Farmingdale Mayor Ralph Ekstrand (second from right) with members of his village staff celebrating New Year's 2020.
For more than 40 years, Ralph Ekstrand ’78P has served the Village of Farmingdale, NY, a community he has grown to love.
In 2012, he was elected mayor of the Long Island hamlet, a position he holds to this day. Since 1980, he and fellow St. John’s alumnus Vincent Conte ’79P have run Moby Drugs, a full-service retail pharmacy that also provides pharmaceutical services to agencies and nursing facilities.
Since the COVID-19 outbreak, Mayor Ekstrand has seen his two roles line up perfectly, as he strives to protect the health and welfare of his community on a daily basis. “Getting people to social distance and wear masks was a challenge,” he recalled. Life became much easier as the public began to educate themselves. “When they first heard about it, people thought it was like the flu,” Mayor Ekstrand noted.
He stayed in constant contact with his constituents, sharing critical information and providing tips for prevention. The village purchased more than 5,000 masks and distributed them on the Village Green on successive weekends in the early days of the pandemic.
Finding it nearly impossible to stock the pharmacy with masks, hand sanitizer, thermometers, and alcohol, Mayor Ekstrand noted that with a dearth of available supplies, educating the public was imperative. “Now we have nine out of 10 people wearing masks. Everyone has made adjustments.” Thankfully, cases of COVID-19 have fallen drastically in Farmingdale, reflecting the statewide trend.
A native of Tottenville, Staten Island, Mayor Ekstrand attended the Queens, NY, campus of St. John’s and lived off campus rather than commute from home. He earned his Bachelor of Science degree in Pharmacy, which at that time was a five-year program, and joined the Alpha Phi Delta fraternity.
“Those were great times,” he said. “I had a phenomenal experience and was able to work my way through St. John’s at co-op pharmacies throughout New York City.”
Mayor Ekstrand named the late Henry Eisen, Ph.D., Professor Emeritus of Pharmacy, as a mentor. He recalled Dr. Eisen as an excellent instructor who was instrumental in his development as a pharmacist.
Upon graduation, he was hired full-time at the co-op pharmacy, where he stayed for two years before he and Mr. Conte purchased Moby Drugs. Mayor Ekstrand enjoyed working in Farmingdale so much that he decided to settle there; he eventually married and raised three children. In 2008, Mayor Ekstrand and Mr. Conte sold the pharmacy. They still serve as supervising pharmacists, which he noted gives the community a sense of continuity and trust.
Mayor Ekstrand immerses himself in community life, serving as President and Board member of the Farmingdale Breakfast Rotary Club and the Farmingdale Chamber of Commerce. Among his many other involvements, he is former Chairman of the Board and current Chairman of the Finance Committee of the Farmingdale United Methodist Church.

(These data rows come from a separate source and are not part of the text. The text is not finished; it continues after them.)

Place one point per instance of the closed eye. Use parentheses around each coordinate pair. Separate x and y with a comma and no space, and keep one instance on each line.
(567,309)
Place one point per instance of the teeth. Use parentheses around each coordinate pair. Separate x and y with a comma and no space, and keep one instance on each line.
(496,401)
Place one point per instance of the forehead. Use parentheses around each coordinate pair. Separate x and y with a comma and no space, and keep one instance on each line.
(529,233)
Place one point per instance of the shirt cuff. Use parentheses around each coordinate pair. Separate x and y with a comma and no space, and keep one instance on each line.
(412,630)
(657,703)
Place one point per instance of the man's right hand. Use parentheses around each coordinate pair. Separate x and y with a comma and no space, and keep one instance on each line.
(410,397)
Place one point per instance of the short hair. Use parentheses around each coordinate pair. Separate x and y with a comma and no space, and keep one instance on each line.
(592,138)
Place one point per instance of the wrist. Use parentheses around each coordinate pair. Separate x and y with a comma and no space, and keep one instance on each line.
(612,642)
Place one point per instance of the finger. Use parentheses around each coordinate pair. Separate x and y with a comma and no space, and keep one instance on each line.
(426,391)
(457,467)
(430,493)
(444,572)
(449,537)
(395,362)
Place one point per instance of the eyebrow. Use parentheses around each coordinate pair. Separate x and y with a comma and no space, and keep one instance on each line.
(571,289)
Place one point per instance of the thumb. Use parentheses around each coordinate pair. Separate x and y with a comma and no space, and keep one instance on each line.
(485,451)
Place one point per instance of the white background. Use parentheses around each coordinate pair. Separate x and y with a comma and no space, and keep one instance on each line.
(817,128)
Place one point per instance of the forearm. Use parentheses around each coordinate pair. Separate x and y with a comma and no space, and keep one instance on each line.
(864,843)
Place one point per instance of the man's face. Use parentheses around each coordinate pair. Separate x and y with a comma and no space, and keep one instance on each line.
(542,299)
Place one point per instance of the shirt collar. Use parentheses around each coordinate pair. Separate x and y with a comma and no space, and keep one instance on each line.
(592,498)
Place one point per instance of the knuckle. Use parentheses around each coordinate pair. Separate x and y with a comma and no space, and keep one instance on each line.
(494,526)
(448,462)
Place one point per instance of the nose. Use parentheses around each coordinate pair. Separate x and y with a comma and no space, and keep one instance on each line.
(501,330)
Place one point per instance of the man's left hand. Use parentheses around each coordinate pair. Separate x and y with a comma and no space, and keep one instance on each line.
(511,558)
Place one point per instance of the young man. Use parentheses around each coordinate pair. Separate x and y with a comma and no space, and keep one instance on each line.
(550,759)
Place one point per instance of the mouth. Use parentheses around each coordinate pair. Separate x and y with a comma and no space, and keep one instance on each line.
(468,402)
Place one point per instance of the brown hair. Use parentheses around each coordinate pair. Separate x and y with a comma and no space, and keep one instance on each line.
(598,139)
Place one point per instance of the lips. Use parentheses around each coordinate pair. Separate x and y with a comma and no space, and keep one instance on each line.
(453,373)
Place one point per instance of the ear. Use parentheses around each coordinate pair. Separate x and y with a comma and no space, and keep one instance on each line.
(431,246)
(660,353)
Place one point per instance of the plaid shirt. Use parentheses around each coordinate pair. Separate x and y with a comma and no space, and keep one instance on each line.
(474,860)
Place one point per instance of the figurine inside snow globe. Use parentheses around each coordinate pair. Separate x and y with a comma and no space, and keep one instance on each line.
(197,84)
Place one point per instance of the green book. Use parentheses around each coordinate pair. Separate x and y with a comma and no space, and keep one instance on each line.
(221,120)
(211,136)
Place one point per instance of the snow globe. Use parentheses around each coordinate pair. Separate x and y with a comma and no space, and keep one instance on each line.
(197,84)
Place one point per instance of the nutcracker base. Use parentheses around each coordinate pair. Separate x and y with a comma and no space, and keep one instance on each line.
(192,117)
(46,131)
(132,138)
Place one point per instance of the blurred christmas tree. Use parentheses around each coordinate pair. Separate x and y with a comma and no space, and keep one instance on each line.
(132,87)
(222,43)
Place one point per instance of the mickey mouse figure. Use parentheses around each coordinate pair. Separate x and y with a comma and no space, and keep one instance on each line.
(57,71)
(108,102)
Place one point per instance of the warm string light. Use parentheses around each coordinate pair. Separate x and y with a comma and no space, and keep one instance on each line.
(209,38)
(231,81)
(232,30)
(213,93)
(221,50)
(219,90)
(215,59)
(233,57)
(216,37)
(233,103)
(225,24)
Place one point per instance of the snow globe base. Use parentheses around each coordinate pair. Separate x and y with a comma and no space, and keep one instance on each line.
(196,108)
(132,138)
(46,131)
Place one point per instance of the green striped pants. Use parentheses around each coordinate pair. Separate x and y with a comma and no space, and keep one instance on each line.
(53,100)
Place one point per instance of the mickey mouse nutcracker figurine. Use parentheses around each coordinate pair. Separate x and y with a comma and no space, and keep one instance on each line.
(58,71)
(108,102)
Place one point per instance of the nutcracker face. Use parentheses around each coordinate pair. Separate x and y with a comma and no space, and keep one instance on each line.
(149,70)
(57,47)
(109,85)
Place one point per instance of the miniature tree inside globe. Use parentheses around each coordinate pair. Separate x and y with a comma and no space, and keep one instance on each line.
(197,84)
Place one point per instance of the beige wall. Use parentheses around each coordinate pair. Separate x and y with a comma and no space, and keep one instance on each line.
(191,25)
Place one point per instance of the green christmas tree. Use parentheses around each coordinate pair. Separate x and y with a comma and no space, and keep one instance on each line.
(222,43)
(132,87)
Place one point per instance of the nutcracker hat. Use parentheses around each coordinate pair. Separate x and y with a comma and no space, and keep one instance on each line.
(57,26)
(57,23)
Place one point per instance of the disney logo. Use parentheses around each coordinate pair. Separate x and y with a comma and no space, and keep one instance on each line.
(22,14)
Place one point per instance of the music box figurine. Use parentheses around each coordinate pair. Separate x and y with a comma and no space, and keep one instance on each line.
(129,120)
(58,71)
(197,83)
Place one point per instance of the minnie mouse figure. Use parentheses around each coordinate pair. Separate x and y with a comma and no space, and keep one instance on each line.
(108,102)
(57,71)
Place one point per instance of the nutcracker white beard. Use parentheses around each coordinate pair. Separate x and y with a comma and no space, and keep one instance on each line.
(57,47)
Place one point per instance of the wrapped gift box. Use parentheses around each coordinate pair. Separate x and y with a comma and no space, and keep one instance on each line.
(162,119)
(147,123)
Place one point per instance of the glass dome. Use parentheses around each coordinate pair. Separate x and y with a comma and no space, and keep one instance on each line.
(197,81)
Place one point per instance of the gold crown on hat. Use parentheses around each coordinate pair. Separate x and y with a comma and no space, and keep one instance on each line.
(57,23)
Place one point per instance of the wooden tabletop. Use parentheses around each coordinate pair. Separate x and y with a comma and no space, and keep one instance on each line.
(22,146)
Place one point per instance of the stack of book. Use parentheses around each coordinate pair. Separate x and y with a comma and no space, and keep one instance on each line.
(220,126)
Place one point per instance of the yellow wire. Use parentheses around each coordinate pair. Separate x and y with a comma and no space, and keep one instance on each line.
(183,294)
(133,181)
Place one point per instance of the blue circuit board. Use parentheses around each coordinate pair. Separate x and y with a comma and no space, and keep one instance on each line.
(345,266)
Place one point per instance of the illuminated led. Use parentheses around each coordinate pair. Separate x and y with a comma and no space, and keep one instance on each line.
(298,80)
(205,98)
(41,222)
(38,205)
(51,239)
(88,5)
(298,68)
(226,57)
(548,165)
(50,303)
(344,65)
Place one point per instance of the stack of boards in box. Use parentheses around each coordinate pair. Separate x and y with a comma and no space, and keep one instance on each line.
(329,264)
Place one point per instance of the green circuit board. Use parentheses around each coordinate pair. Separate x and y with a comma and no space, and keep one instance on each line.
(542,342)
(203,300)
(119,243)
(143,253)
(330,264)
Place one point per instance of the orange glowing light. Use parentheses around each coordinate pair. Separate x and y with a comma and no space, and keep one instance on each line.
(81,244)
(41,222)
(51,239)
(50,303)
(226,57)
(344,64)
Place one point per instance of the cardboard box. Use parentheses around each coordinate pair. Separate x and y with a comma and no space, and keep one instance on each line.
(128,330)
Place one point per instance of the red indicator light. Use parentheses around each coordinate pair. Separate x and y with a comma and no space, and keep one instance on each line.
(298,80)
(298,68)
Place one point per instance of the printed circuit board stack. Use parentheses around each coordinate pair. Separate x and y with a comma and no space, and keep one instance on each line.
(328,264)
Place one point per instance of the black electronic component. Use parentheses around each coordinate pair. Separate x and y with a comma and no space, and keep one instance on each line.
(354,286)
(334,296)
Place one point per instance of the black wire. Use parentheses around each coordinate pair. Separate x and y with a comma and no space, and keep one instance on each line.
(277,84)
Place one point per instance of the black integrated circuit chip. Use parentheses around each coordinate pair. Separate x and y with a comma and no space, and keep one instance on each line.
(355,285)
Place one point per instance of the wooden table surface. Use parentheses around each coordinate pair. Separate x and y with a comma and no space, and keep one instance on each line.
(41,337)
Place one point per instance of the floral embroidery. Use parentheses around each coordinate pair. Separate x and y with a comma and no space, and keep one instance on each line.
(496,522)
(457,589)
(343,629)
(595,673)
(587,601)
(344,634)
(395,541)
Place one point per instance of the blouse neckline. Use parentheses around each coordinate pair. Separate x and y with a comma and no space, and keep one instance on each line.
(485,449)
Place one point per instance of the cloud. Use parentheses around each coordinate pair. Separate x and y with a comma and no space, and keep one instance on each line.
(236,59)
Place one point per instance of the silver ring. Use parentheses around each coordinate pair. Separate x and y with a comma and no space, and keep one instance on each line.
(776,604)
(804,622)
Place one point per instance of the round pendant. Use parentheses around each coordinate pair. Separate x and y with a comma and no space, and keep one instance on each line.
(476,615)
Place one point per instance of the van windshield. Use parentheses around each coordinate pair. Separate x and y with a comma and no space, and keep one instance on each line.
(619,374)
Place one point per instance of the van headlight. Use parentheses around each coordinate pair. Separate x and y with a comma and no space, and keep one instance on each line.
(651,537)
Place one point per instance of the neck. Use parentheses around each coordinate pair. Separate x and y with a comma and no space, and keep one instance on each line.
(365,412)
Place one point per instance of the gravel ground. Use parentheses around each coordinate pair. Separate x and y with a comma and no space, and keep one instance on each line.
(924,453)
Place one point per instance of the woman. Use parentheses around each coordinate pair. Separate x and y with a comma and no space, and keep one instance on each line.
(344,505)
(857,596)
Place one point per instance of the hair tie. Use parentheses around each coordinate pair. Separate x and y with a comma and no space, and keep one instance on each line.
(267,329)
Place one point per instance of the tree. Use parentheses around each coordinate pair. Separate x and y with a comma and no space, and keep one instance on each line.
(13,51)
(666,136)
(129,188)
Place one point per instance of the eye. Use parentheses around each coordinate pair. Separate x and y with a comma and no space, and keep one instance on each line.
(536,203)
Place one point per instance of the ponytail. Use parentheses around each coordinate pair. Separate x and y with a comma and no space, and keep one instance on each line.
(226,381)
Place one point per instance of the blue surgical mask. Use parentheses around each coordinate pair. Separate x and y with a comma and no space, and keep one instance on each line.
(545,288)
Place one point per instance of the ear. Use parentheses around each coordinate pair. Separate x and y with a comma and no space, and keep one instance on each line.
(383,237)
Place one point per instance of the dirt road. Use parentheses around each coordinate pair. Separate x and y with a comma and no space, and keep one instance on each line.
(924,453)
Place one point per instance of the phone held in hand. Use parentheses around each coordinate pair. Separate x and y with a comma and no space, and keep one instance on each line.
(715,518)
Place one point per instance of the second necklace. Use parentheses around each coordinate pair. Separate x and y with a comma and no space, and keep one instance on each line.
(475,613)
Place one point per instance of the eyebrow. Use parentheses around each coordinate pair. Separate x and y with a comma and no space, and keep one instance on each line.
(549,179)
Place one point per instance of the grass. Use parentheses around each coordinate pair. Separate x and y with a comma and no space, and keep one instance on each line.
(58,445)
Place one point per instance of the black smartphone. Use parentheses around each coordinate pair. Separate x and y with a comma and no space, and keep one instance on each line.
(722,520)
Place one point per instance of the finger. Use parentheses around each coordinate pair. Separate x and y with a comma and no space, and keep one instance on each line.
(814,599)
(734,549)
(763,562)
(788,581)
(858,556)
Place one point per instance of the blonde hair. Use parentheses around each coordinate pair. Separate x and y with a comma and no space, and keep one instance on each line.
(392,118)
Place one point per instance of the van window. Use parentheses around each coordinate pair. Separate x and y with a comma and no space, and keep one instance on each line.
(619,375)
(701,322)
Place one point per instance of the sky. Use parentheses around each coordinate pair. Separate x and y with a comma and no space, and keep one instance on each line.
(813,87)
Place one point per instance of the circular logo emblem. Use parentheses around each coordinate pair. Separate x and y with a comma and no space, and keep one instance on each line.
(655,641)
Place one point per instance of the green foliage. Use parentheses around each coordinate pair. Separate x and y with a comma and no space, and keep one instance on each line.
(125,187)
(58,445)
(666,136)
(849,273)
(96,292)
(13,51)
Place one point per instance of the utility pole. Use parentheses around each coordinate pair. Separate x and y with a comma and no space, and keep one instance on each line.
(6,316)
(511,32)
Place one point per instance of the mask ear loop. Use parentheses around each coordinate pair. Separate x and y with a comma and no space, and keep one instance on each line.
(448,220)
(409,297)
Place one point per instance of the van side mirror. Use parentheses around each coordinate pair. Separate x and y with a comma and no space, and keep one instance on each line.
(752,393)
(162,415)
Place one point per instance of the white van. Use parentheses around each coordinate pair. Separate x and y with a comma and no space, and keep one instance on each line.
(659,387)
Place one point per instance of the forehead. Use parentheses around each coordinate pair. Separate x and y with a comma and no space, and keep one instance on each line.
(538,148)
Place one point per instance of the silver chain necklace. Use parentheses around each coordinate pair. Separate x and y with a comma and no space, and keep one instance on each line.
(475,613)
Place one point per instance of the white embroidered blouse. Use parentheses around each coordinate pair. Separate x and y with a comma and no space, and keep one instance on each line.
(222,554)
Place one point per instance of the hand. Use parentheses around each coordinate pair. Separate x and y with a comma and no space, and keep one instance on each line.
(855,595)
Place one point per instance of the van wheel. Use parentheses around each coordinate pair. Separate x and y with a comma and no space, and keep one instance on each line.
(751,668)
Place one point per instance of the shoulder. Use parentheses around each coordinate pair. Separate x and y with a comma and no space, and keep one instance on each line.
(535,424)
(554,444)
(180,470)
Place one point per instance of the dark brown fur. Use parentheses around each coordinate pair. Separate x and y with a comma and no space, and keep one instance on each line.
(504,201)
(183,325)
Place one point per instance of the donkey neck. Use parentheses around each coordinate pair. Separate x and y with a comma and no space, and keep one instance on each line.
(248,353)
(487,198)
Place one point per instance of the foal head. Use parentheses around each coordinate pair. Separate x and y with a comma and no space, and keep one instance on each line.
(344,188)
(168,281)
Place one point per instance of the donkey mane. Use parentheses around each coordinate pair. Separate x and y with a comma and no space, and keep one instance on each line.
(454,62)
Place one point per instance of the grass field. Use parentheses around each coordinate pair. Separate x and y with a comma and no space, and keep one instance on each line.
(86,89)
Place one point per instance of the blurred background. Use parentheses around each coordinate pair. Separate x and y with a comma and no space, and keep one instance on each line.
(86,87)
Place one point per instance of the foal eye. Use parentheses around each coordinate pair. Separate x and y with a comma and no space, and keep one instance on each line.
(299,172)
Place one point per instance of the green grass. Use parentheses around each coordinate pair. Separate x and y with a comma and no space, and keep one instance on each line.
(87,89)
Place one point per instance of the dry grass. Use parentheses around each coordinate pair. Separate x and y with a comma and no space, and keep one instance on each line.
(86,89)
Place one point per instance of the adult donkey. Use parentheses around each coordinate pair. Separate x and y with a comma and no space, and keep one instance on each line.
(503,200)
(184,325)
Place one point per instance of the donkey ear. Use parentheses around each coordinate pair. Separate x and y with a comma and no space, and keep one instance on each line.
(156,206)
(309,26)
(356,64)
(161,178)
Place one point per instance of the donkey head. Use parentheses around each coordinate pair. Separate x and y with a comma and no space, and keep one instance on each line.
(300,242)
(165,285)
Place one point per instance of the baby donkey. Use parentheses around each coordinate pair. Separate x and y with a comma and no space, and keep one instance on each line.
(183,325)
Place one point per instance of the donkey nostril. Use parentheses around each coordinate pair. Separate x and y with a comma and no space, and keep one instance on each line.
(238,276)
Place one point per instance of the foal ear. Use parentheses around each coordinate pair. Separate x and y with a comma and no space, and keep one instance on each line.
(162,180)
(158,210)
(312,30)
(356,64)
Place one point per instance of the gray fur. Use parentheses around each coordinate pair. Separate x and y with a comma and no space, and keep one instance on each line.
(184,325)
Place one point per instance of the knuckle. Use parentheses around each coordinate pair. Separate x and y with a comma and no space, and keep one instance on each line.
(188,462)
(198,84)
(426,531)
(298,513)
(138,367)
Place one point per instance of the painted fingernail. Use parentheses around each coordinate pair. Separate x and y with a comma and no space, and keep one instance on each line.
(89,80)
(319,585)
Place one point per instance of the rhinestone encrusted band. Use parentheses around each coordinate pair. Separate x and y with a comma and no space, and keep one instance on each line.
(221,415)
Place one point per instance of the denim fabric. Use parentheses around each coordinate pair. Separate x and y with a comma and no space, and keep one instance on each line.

The ideal and importance of public service was passed on to Mayor Ekstrand by his parents, who were very active in the Tottenville community. He is also an Eagle Scout, which imprinted upon him the value of community involvement.
In 2008, when a position became available on the Village of Farmingdale Board of Trustees, community members encouraged Mayor Ekstrand to run, and he won a seat. Four years later, his predecessor retired, and again, community leaders supported his candidacy. He has won two terms as mayor and is running for a third. The election will be held this September.
Mayor Ekstrand relies on advice and counsel from his village staff and peers within state trade organizations, but he knows the buck stops with him. “I listen to their advice and make the best decisions I can, although they may not be the most popular. I always ask, ‘Will it benefit everyone?’ and ‘Is it fair to everyone?’”
Public service has been a cornerstone of Mayor Ekstrand’s life—and he would not have it any other way. “I put up with the criticism, and I treasure the compliments,” he observed. “They keep me going. I try to do the right thing, knowing full well you can’t satisfy everyone. I have to know in my heart it’s the best decision.”